← Back to context

Comment by sugarpimpdorsey

3 days ago

A lot of these passive types of anti-abuse systems rely on the rather bold assumption that making a bot perform a computation is expensive, but isn't for me as an ordinary user.

According to whom or what data exactly?

AI operators are clearly well-funded operations and the amount of electricity and CPU power is negligible. Software like Anubis and nearly all its identical predecessors grant you access after a single "proof". So you then have free reign to scrape the whole site.

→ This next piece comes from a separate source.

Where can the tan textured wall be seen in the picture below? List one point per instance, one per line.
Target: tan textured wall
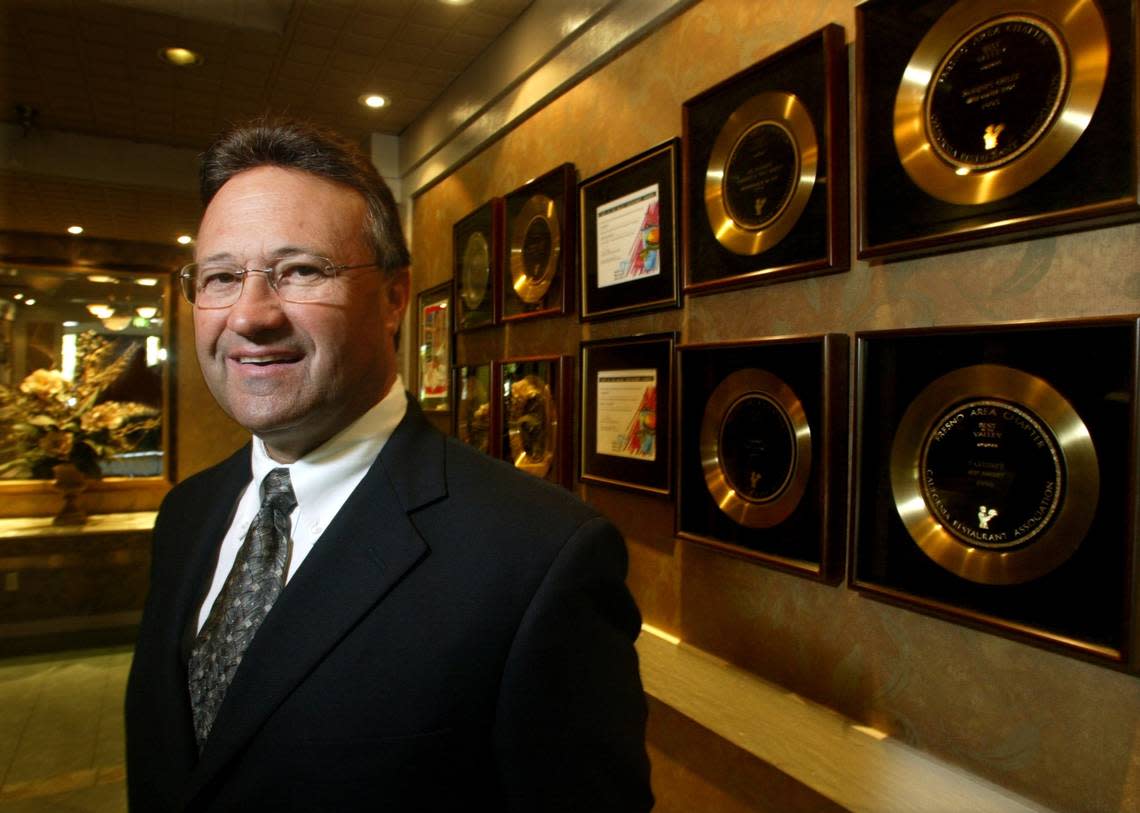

The best physical analogy are those shopping cart things where you have to insert a quarter to unlock the cart, and you presumably get it back when you return the cart.

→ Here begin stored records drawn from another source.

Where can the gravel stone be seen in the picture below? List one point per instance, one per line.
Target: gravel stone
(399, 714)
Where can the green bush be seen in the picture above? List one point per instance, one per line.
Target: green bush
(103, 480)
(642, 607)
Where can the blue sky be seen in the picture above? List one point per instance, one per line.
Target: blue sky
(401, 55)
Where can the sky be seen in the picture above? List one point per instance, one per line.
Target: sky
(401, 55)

The group of people this doesn't affect are the well-funded, a quarter is a small price to pay for leaving your cart in the middle of the parking lot.

Those that suffer the most are the ones that can't find a quarter in the cupholder so you're stuck filling your arms with groceries.

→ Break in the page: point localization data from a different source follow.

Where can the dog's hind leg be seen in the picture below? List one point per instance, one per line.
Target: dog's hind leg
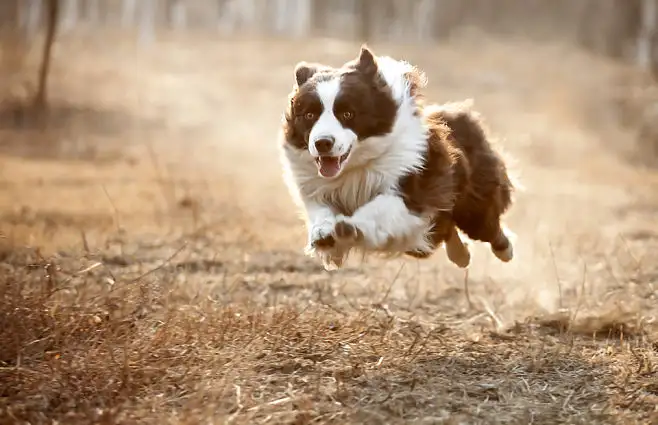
(457, 250)
(485, 226)
(502, 246)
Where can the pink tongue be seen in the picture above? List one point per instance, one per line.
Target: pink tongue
(329, 166)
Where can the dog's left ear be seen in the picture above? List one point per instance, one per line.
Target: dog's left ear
(304, 71)
(366, 63)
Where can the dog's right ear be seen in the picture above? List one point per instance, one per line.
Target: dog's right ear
(304, 71)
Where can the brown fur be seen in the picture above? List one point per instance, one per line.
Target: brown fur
(465, 182)
(363, 93)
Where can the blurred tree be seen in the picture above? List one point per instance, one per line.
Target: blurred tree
(52, 19)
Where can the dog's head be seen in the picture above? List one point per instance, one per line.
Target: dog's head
(332, 110)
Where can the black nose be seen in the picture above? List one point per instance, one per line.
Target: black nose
(324, 144)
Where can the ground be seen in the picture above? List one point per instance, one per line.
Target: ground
(164, 280)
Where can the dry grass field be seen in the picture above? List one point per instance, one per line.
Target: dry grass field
(151, 266)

Would you be richer if they didn't charge you a quarter? (For these anti-bot tools you're paying the electric company, not the site owner.). Maybe. But if you're Scrooge McDuck who is counting?

Right, that's the point of the article. If you can tune asymmetric costs on bots/scrapers, it doesn't matter: you can drive bot costs to infinity without doing so for users. But if everyone's on a level playing field, POW is problematic.

I like your example because the quarters for shopping cards are not universal everywhere. Some societies have either accepted shopping cart shrinkage as an acceptable cost of doing business or have found better ways to deter it.

Scrapers are orders of magnitude faster than humans at browsing websites. If the challenge takes 1 second but a human stays on the page for 3 minutes, then it's negligible. But if the challenge takes 1 second and the scraper does ita job in 5 seconds, you already have a 20% slowdown

  • By that logic you could just make your website in general load slower to make scraping harder.

    • No, because in this case there are cookies involved. If the scraper accepts cookies then it's trivial to detect it and block it. If it doesn't, it will have to solve the challenge every single time.

  • Scrapers do not care about having a 20% slowdown. All they care is being able to scale up. This does not block any scale up attempt.